Measurements on Electrostatically Actuated MEMS Cantilever Systems 

Zachary Harmany

Mentor: Professor  Srinivas Tadigadapa

                                                                                         

            The area where my research will be focusing is in the rapidly expanding field of micro-electromechanical systems (MEMS).  These devices are created by scaling macroscopic objects down and constructing them out of silicon.  In particular, I will be conducting measurements on electrostatically actuated MEMS cantilever systems.  Under an applied sinusoidal voltage, these cantilevers can be shown to possess resonant frequencies similar to a macroscopic system that can be modeled approximately by a mass on a spring.  I will be studying where these resonant frequencies occur and how factors like the pressure of the surrounding air affect these structures.

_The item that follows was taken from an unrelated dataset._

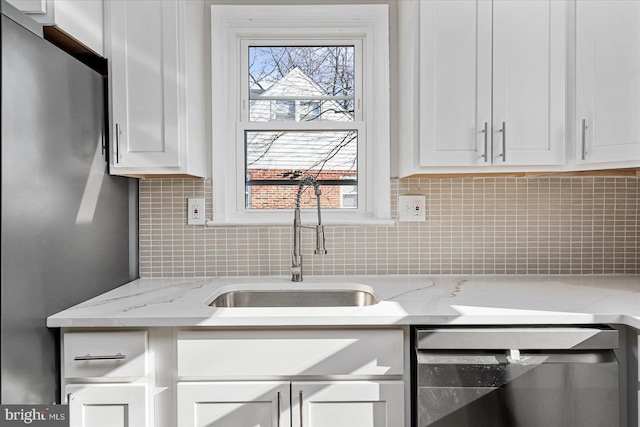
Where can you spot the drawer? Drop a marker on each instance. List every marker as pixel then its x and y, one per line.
pixel 113 354
pixel 253 354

            After obtaining precise measurements of these systems, our plan is to then cover these structures with high strength carbon nanotubes.  These nanotubes should increase the stiffness of our system that would outweigh the added mass presented by the nanotubes.  This stiffness should be able to be detected by observing an increase in the resonant frequency of the cantilever.  Our hope is that we would be able to show that the properties of these nanotubes are able to greatly affect the properties of MEMS structures.  I also believe that fusing micro- and nano-technologies could lead to beneficial and innovative devices.